Elizabeth II não precisa ser nomeada; basta dizer 'rainha' e todo mundo entende que é dela que se fala, resultado de viver muito e virar um símbolo global

Por Vilma Gryzinski 30 Maio 2022, 08h24

Quando se fala Inglaterra, Grã-Bretanha ou Reino Unido – várias designações para o mesmo espaço, embora não sejam a mesma coisa -, provavelmente as imagens que passam pelas nossas cabeças incluem o Big Ben, chuva, corridas de cavalo, mulheres de chapéu e, entre elas, única e soberana, a rainha.

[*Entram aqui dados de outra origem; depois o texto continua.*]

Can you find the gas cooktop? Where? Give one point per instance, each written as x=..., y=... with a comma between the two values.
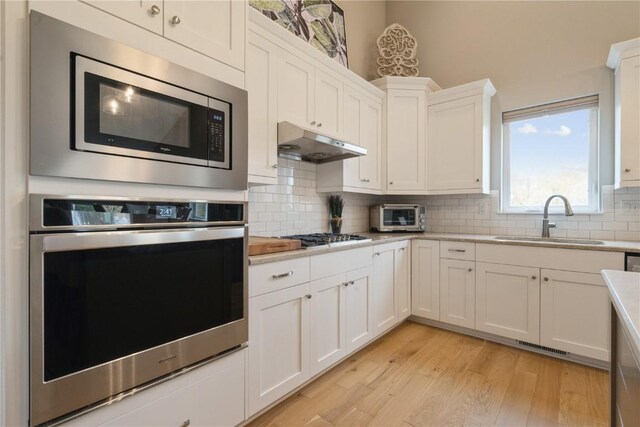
x=317, y=240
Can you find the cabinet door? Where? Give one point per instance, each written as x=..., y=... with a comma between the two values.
x=458, y=292
x=406, y=142
x=261, y=79
x=359, y=303
x=278, y=345
x=295, y=90
x=508, y=301
x=327, y=322
x=402, y=280
x=384, y=299
x=371, y=139
x=352, y=132
x=574, y=313
x=455, y=146
x=425, y=279
x=144, y=13
x=329, y=98
x=630, y=120
x=214, y=28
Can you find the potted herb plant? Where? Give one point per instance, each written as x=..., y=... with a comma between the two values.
x=336, y=204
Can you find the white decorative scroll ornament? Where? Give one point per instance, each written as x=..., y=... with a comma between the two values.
x=397, y=50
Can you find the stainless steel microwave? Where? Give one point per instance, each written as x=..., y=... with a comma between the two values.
x=104, y=110
x=397, y=217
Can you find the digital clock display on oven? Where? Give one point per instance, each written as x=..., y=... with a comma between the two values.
x=166, y=212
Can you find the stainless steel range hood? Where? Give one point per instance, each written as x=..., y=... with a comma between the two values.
x=298, y=143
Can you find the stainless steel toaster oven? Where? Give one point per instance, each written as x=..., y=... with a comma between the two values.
x=397, y=217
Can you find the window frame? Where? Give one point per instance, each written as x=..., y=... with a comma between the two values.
x=583, y=103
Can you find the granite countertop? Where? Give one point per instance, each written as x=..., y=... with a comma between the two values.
x=378, y=238
x=624, y=291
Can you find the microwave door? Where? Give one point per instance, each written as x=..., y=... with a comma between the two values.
x=124, y=113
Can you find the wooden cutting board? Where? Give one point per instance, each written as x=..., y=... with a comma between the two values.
x=269, y=245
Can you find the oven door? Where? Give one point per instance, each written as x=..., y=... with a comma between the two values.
x=112, y=310
x=399, y=218
x=124, y=113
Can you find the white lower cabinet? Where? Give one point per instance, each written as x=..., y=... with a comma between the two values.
x=425, y=279
x=328, y=322
x=384, y=298
x=508, y=301
x=574, y=313
x=359, y=303
x=457, y=292
x=402, y=278
x=278, y=344
x=212, y=394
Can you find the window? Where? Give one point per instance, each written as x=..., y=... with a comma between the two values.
x=551, y=149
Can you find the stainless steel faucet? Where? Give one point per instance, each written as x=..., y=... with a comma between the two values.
x=546, y=225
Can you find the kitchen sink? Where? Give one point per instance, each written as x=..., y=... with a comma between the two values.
x=549, y=239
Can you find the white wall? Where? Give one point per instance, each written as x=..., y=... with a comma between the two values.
x=534, y=52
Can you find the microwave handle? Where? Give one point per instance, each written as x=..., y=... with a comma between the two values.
x=99, y=240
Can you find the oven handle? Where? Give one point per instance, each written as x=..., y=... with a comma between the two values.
x=110, y=239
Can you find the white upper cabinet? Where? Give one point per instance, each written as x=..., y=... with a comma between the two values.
x=624, y=58
x=362, y=125
x=329, y=93
x=214, y=28
x=143, y=13
x=458, y=139
x=405, y=133
x=261, y=79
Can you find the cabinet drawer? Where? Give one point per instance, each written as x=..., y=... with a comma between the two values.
x=278, y=275
x=458, y=250
x=333, y=263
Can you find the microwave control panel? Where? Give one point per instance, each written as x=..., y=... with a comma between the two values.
x=216, y=135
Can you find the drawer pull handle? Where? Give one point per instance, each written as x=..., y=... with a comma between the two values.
x=281, y=275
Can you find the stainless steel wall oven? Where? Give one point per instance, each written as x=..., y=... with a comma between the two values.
x=126, y=291
x=103, y=110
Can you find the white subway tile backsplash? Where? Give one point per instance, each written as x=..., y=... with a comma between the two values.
x=294, y=207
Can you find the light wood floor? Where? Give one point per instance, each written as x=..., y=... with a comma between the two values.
x=418, y=375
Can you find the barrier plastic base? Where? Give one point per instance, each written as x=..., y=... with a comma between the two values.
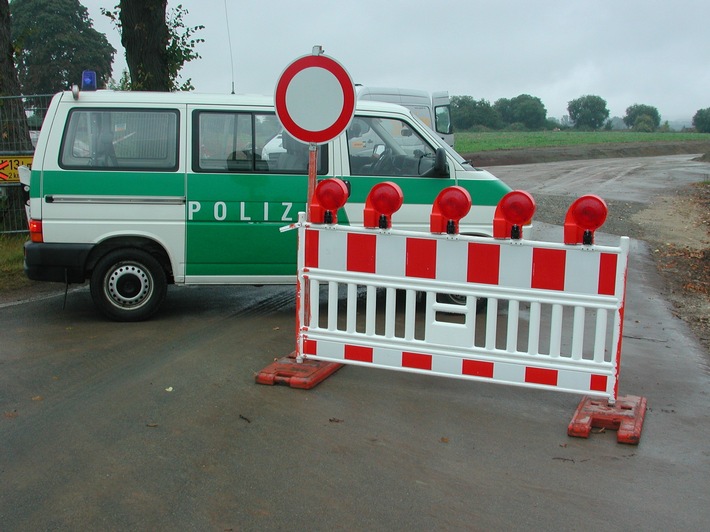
x=625, y=416
x=304, y=375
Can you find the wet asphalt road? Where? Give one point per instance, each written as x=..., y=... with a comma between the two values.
x=160, y=426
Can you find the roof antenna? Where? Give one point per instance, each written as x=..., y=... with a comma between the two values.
x=229, y=40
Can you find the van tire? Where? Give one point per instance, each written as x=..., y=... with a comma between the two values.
x=128, y=285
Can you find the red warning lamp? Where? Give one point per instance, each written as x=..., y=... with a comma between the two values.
x=452, y=204
x=382, y=202
x=514, y=210
x=330, y=195
x=585, y=215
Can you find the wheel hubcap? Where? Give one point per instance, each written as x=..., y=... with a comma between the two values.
x=129, y=285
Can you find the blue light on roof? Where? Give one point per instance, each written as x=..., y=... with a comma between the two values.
x=88, y=80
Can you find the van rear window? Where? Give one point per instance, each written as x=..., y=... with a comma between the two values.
x=248, y=142
x=121, y=139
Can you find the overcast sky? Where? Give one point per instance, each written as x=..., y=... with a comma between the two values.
x=654, y=52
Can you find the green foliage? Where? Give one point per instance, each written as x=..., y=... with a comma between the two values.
x=469, y=142
x=701, y=120
x=642, y=117
x=524, y=110
x=588, y=112
x=54, y=42
x=180, y=49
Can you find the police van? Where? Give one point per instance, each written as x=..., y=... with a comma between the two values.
x=134, y=191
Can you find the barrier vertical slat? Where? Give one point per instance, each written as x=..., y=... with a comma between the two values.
x=491, y=323
x=578, y=333
x=370, y=308
x=513, y=317
x=410, y=314
x=313, y=289
x=390, y=312
x=556, y=331
x=534, y=332
x=332, y=306
x=600, y=335
x=351, y=326
x=472, y=302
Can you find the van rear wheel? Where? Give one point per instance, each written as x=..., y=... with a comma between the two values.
x=128, y=285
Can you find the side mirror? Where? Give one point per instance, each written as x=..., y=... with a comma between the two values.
x=438, y=168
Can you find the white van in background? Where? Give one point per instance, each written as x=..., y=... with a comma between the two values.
x=434, y=110
x=134, y=191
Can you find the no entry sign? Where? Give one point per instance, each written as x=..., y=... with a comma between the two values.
x=315, y=99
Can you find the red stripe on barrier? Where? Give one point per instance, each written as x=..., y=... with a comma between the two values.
x=607, y=274
x=548, y=269
x=312, y=240
x=361, y=253
x=358, y=353
x=544, y=376
x=597, y=383
x=483, y=263
x=421, y=258
x=477, y=368
x=310, y=347
x=416, y=360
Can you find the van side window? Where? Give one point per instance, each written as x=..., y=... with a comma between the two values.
x=387, y=147
x=120, y=139
x=248, y=142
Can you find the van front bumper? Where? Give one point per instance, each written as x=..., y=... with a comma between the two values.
x=64, y=263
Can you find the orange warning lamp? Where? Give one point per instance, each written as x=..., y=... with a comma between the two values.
x=382, y=202
x=585, y=215
x=514, y=210
x=452, y=204
x=330, y=195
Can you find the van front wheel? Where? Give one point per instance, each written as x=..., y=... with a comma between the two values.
x=128, y=285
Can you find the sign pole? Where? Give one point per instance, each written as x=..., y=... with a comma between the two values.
x=312, y=171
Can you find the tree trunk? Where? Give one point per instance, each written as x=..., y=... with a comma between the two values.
x=14, y=132
x=144, y=35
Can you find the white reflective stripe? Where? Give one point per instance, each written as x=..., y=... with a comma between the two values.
x=112, y=200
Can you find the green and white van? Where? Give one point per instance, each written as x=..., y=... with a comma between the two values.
x=137, y=190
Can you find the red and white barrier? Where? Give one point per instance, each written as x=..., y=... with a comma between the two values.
x=407, y=301
x=536, y=287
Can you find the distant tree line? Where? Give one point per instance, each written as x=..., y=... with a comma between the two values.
x=528, y=113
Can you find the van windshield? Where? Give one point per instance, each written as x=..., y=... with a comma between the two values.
x=387, y=147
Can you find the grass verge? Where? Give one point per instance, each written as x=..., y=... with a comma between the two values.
x=11, y=262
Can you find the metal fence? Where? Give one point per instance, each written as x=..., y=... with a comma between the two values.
x=21, y=119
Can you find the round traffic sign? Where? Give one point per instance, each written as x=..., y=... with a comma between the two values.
x=315, y=99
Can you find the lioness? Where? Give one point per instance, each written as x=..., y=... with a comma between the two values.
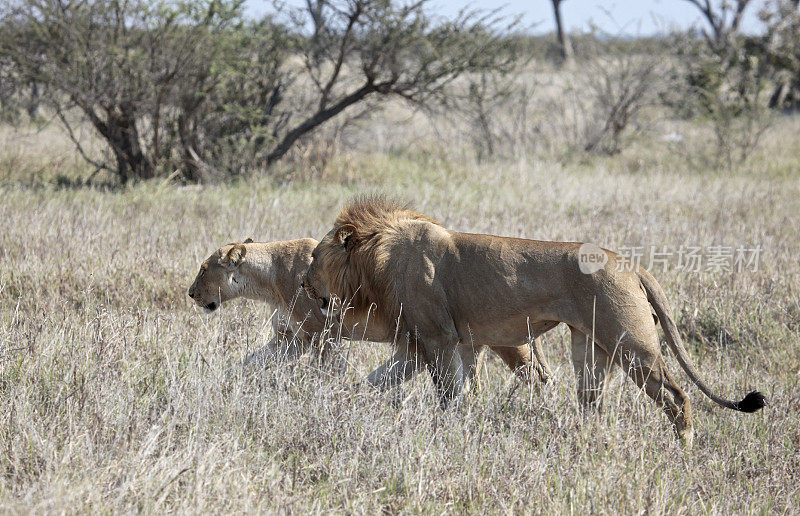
x=440, y=287
x=272, y=272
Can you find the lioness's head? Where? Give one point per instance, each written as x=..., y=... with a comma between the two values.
x=219, y=279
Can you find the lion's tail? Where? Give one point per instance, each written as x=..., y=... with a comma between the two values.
x=751, y=403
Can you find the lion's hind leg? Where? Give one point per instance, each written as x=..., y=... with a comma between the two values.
x=656, y=381
x=592, y=365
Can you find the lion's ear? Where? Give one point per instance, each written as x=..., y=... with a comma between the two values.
x=344, y=234
x=235, y=255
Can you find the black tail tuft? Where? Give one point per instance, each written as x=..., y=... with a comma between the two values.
x=752, y=402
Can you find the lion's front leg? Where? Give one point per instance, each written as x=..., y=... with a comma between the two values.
x=447, y=371
x=399, y=368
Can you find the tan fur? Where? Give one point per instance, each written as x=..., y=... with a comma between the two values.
x=273, y=272
x=438, y=287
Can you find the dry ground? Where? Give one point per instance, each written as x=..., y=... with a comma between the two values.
x=114, y=391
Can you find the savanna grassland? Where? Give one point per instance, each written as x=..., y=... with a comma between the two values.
x=117, y=393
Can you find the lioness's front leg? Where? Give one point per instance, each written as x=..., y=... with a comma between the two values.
x=398, y=369
x=284, y=346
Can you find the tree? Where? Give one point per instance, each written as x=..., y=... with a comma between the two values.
x=724, y=19
x=564, y=44
x=193, y=86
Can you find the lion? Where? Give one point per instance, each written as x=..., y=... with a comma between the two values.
x=272, y=272
x=438, y=288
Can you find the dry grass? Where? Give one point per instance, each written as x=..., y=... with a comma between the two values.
x=114, y=391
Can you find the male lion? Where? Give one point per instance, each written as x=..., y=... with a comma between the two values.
x=440, y=287
x=272, y=272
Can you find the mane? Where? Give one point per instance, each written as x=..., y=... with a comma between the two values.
x=377, y=213
x=360, y=273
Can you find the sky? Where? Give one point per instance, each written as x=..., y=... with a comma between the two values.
x=614, y=17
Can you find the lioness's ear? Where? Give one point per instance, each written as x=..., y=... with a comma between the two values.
x=235, y=255
x=344, y=233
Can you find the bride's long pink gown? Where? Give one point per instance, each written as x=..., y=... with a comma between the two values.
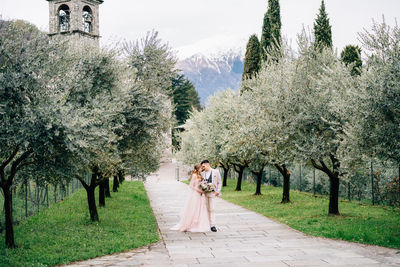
x=195, y=217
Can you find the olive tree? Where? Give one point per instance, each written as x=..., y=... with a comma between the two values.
x=31, y=133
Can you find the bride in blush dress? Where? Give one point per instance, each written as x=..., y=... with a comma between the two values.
x=195, y=215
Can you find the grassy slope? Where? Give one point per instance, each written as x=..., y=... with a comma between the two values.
x=361, y=223
x=63, y=233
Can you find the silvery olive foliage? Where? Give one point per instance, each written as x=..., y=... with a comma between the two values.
x=305, y=107
x=66, y=111
x=377, y=128
x=148, y=116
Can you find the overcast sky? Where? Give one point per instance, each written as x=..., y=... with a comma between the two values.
x=209, y=26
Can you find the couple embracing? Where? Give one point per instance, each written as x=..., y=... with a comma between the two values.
x=199, y=211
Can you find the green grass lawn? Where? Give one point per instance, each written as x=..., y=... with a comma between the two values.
x=362, y=223
x=63, y=233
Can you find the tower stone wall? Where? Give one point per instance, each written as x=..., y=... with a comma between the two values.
x=76, y=29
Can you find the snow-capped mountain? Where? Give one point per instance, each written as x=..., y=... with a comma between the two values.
x=213, y=73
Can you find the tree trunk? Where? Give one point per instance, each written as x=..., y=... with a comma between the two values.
x=94, y=216
x=225, y=181
x=286, y=182
x=107, y=187
x=334, y=182
x=115, y=184
x=259, y=181
x=239, y=182
x=334, y=195
x=10, y=241
x=102, y=199
x=90, y=190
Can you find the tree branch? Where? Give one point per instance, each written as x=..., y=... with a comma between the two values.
x=84, y=184
x=15, y=165
x=5, y=163
x=25, y=164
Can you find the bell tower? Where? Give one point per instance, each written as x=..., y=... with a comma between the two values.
x=77, y=19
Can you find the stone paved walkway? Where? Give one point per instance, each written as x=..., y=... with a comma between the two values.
x=244, y=238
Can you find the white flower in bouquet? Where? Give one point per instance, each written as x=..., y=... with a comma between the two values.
x=207, y=187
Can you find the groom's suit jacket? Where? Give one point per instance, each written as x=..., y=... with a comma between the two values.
x=216, y=181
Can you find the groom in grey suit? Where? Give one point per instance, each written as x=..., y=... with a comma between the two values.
x=212, y=176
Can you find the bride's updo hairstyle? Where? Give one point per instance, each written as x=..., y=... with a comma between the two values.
x=197, y=171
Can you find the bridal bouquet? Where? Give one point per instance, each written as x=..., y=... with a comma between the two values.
x=207, y=187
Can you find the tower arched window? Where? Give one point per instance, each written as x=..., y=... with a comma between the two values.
x=63, y=18
x=87, y=19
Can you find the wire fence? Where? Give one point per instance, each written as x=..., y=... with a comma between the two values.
x=30, y=197
x=377, y=183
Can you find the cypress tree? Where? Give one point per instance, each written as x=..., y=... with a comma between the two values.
x=271, y=30
x=352, y=55
x=252, y=58
x=322, y=29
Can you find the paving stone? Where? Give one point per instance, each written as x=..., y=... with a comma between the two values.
x=244, y=238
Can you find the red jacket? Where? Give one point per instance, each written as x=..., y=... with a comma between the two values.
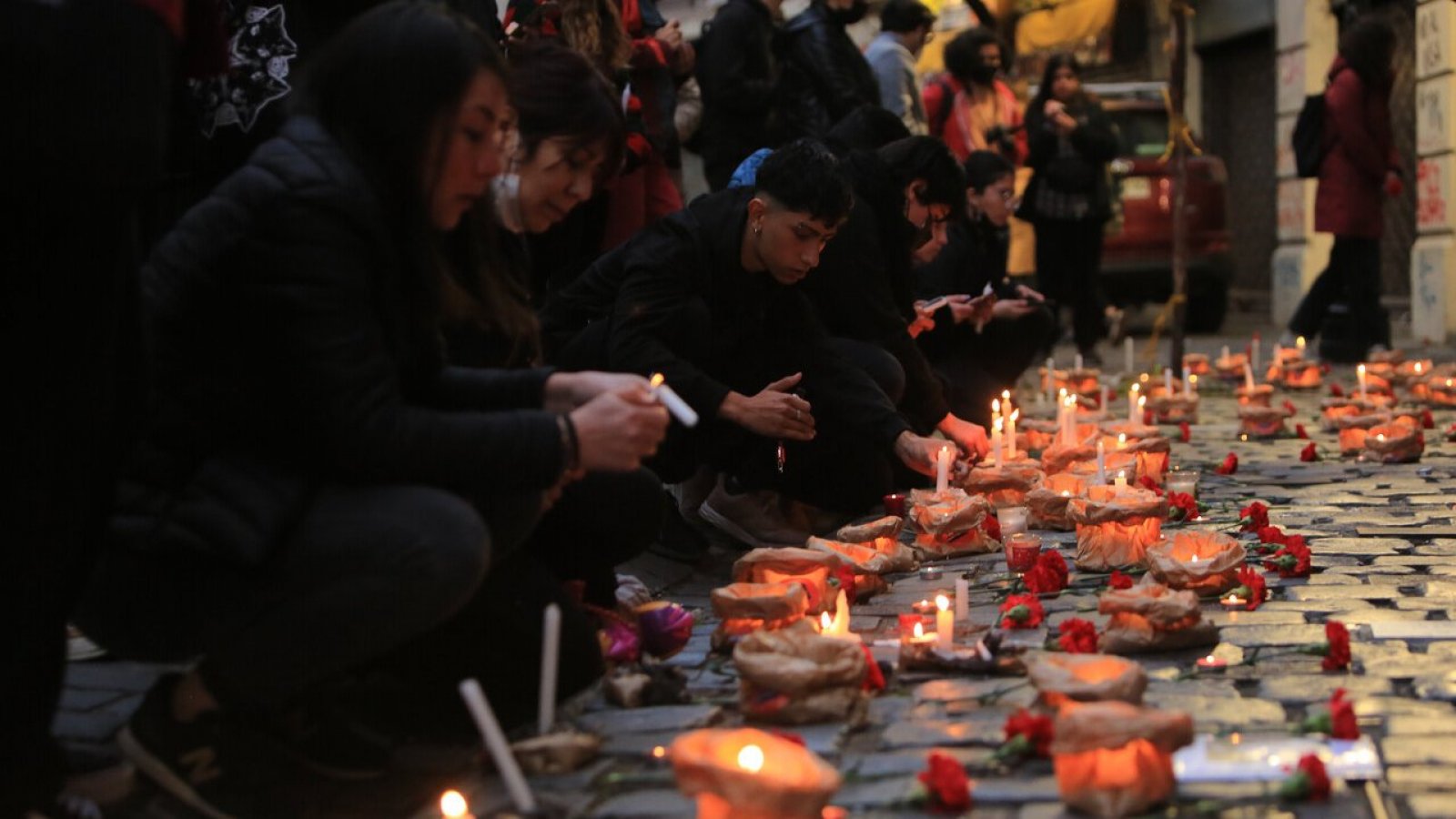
x=1359, y=152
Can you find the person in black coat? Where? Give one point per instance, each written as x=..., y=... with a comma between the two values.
x=318, y=493
x=737, y=73
x=865, y=292
x=1067, y=201
x=710, y=298
x=824, y=76
x=982, y=353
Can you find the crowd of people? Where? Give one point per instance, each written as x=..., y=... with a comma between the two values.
x=397, y=351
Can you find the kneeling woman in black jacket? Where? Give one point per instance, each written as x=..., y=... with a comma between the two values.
x=319, y=493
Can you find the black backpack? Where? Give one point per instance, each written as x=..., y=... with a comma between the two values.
x=1308, y=138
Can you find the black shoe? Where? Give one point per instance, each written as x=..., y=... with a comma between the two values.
x=213, y=763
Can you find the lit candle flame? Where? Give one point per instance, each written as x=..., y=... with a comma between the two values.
x=750, y=758
x=453, y=804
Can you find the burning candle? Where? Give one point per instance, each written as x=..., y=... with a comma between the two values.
x=455, y=806
x=943, y=471
x=944, y=622
x=674, y=404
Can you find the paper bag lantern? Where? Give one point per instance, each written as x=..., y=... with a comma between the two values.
x=753, y=606
x=1394, y=443
x=1116, y=760
x=752, y=774
x=797, y=676
x=1259, y=397
x=791, y=564
x=1263, y=421
x=951, y=523
x=1152, y=617
x=1047, y=504
x=1116, y=528
x=1205, y=562
x=1087, y=678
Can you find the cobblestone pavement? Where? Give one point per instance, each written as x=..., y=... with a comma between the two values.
x=1383, y=541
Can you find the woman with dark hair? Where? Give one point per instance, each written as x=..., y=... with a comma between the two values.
x=318, y=493
x=1067, y=198
x=976, y=366
x=1360, y=169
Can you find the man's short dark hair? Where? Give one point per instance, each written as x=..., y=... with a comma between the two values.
x=902, y=16
x=929, y=160
x=963, y=55
x=807, y=178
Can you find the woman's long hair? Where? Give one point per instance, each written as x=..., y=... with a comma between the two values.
x=1369, y=47
x=386, y=87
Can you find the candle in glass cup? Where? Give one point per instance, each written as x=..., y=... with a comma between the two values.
x=1023, y=551
x=1012, y=519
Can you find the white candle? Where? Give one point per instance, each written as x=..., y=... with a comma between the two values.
x=551, y=653
x=674, y=404
x=495, y=743
x=944, y=622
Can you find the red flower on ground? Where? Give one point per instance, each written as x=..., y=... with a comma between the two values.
x=1048, y=576
x=1257, y=515
x=1309, y=782
x=1077, y=636
x=945, y=783
x=1343, y=717
x=1290, y=561
x=1337, y=658
x=1021, y=611
x=1031, y=729
x=1181, y=506
x=1251, y=588
x=1229, y=465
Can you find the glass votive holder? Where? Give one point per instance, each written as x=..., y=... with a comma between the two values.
x=1012, y=519
x=1023, y=551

Como apenas 16% da atual população mundial de 7,9 bilhões de pessoas haviam nascido quando ela foi coroada, em 2 de junho de 1953, aos 27 anos, carregando com a graça possível a coroa de 1 quilo e 280 gramas, o manto de veludo de 6,5 metros de comprimento, o vestido rebordado de pedrarias, dois braceletes de ouro simbolizando “a sinceridade e a sabedoria” e um colar de 25 diamantes, sendo o principal deles o Lahore, de 22 quilates, a rainha virou um brand, uma marca, um ícone, um símbolo de um país que encarna o próprio conceito de nação – talvez a única justificativa para algo tão anacrônico como uma monarquia ao estilo britânico.

Viver muito foi um dos feitos da mulher que não nasceu para ser rainha – só a abdicação de seu tio, apaixonado pela americana divorciada com quem não podia se casar, na época, levou seu pai ao trono e a princesinha Elizabeth Alexandra Mary a se tornar a primeira na linha de sucessão, aos doze anos.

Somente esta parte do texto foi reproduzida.